Assumptions about business “success”
In the introduction to Bo Burlingham’s Small Giants – Companies That Choose to Be Great Instead of Big, he made some interesting points about limited our prevailing benchmarks of what makes a “successful” business really is. Much of the writing about business has been around data that is limited to:
- Publically listed companies – primarily due to the easy access of financial data.
- Companies that are well know – thanks to their marketing spend. This also has a roll-on effect: surveys tend to return these well known companies over others.
- Much business “wisdom” has been from the leaders of these large firms – because these businesses are well known, the words of their leaders have more perceived weight. Whether these leaders actually act on what they say or not is less relevant.

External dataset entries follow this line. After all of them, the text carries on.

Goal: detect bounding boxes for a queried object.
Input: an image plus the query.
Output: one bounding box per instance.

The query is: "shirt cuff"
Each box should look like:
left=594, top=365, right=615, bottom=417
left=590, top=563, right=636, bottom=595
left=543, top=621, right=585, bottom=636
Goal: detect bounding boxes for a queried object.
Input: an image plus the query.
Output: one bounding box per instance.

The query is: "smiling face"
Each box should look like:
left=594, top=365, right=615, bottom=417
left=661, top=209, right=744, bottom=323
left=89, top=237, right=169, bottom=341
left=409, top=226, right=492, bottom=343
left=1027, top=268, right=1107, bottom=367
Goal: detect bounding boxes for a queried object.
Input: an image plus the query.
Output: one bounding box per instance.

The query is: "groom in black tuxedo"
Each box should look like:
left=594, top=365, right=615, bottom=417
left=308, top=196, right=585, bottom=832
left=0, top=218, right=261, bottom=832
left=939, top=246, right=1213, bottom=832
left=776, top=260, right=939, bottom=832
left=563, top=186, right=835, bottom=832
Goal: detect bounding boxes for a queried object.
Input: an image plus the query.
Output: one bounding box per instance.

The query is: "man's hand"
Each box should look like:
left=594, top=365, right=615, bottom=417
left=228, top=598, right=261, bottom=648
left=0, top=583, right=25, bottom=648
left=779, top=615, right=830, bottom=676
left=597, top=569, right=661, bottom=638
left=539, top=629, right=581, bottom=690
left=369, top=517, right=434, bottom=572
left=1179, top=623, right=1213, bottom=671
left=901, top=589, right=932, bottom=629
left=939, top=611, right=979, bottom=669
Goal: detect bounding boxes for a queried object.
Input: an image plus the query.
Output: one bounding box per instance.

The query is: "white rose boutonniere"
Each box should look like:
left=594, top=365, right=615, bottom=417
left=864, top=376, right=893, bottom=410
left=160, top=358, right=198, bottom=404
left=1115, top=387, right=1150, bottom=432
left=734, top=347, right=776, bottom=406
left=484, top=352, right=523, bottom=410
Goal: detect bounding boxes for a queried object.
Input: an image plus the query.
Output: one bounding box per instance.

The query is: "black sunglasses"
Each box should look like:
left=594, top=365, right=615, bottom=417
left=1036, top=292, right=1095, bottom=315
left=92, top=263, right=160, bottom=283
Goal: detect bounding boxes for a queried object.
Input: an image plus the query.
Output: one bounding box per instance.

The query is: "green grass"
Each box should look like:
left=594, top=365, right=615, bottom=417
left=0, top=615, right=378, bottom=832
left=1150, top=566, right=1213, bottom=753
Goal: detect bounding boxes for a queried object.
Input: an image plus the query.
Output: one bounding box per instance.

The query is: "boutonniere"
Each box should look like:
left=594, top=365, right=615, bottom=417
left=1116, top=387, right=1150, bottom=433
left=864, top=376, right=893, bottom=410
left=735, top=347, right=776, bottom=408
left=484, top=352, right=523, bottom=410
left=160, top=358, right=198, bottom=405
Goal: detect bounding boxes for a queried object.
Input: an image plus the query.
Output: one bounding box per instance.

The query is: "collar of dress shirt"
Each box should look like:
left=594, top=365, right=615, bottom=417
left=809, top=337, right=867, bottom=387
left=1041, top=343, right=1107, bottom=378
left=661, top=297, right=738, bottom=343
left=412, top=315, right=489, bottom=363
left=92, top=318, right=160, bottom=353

- The assumption that there is only one form of shareholder value – in publically listed ocmpanies, financial return is a key factor for shareholders. In the majority of other businesses, this is less so the primary goal.
- The desire, or logic, to grow bigger and bigger is not universally applicable – especially for privately held companies who are not driven primarily by the bottom line.
- Privately held companies are too diverse to make simple comparisons meaningful. The different mechanisms of taxation applicable to privately held companies means decisions are made differently with very different outcomes at the balance sheet level.
Small Giants – Companies That Choose to Be Great Instead of Big by Bo Burlingham. ISBN 978-1-59184-149-4.